So far we have been talking only about the `era_vm`. But you should know that the vm is only a small part of the zk stack. The zk stack is composed of many critical components. In this section, we are only going to be interested in one particular component: the **operators**, which can further be decomposed into the following units:

- **Operator/Sequencer**: the server that initializes the vm, injects the Bootloader bytecode, receives transactions and pushes them into the vm (Bootloader memory to be more specific) and start batches and seals them.
- **Bootloader**: a system contract that receives an array of transactions which are processed, validated, executed, and then, the final state is published in the l1.
- **era_vm**: the virtual machine where the Bootloader (and so all the transactions bytecode) gets executed.

These components interact continuously to process transactions. This document will provide an overview of the Bootloader, then explore the operator, its management of the Bootloader, and finally, the data publishing process to L1. All of this while primarily focusing on how these interactions impact the design of the `era_vm`.

## Bootloader

The Bootloader is a special system contract whose hash resides on L1, but its code isn't stored on either L1 or L2. Instead, it’s compiled from `.yul` to `era_vm` assembly using `zksolc` when the operator first initializes the VM (more on that below).

The Bootloader takes an array of transactions (a batch) and executes all of them in one run (unless specified not to, that is, if the execution mode of the vm is set to OneTx). This approach allows the transaction batch to be posted on the l1 as just a single one, making the processing on Ethereum cheaper, since gas can be distributed among all the transactions within the posted batch and and data publishing costs can be reduced by posting only state diffs.

At the most basic level, the Bootloader performs the following steps:

1. Reads the initial batch information and makes a call to the SystemContext contract to validate the batch.
2. Loops through all transactions and executes them until the `execute` flag is set to `0`, at that point, it jumps to step `3`.
3. Seals L2 block and publish final data to the l1.

The initial validation of the batch is necessary, since, as we'll see below, the Bootloader starts with its memory pre-filled with any data the operator wants. That is why it needs to validate its correctness.

Note that transaction processing in step 2 varies depending on the origin of the transaction.
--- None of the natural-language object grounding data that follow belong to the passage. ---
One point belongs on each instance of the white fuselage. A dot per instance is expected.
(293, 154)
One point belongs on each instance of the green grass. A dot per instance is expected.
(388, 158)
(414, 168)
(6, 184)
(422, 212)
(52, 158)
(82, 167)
Transactions can either be pushed from L1 using the [requestL2Transaction](https://github.com/code-423n4/2023-10-zksync/blob/ef99273a8fdb19f5912ca38ba46d6bd02071363d/code/contracts/ethereum/contracts/zksync/facets/Mailbox.sol#L236) method or initiated from L2 by querying the operator API.

If the transaction originates from L1, the `from` address is assumed to be authorized, so certain steps typically performed during L2 processing are skipped. These include setting the `tx.origin`, `from`, and `ergs_price`, as these details are already provided by the transaction. However, if the transaction comes from L2, it is processed according to the account abstraction model.

For more details, you can read about L1 transactions processing [here](https://github.com/code-423n4/2023-10-zksync/blob/main/docs/Smart%20contract%20Section/Handling%20L1%E2%86%92L2%20ops%20on%20zkSync.md) and L2 transactions [here](https://docs.zksync.io/build/developer-reference/account-abstraction/design#transaction-flow).

For more details on the bootloader, you can see the [main loop](https://github.com/matter-labs/era-contracts/blob/main/system-contracts/bootloader/bootloader.yul#L3962-L3965) or the [full contract code](https://github.com/matter-labs/era-contracts/blob/main/system-contracts/bootloader/bootloader.yul).

## Operator/sequencer

Currently, the operator is a centralized server (there are plans to make a decentralized consensus for operators) which can be thought of as the entry point, its responsibilities are:

- Initializing the `era_vm` and keeping its state.
- Orchestrating the Bootloader and keeping its state.
- Keeping storage database and committing changes.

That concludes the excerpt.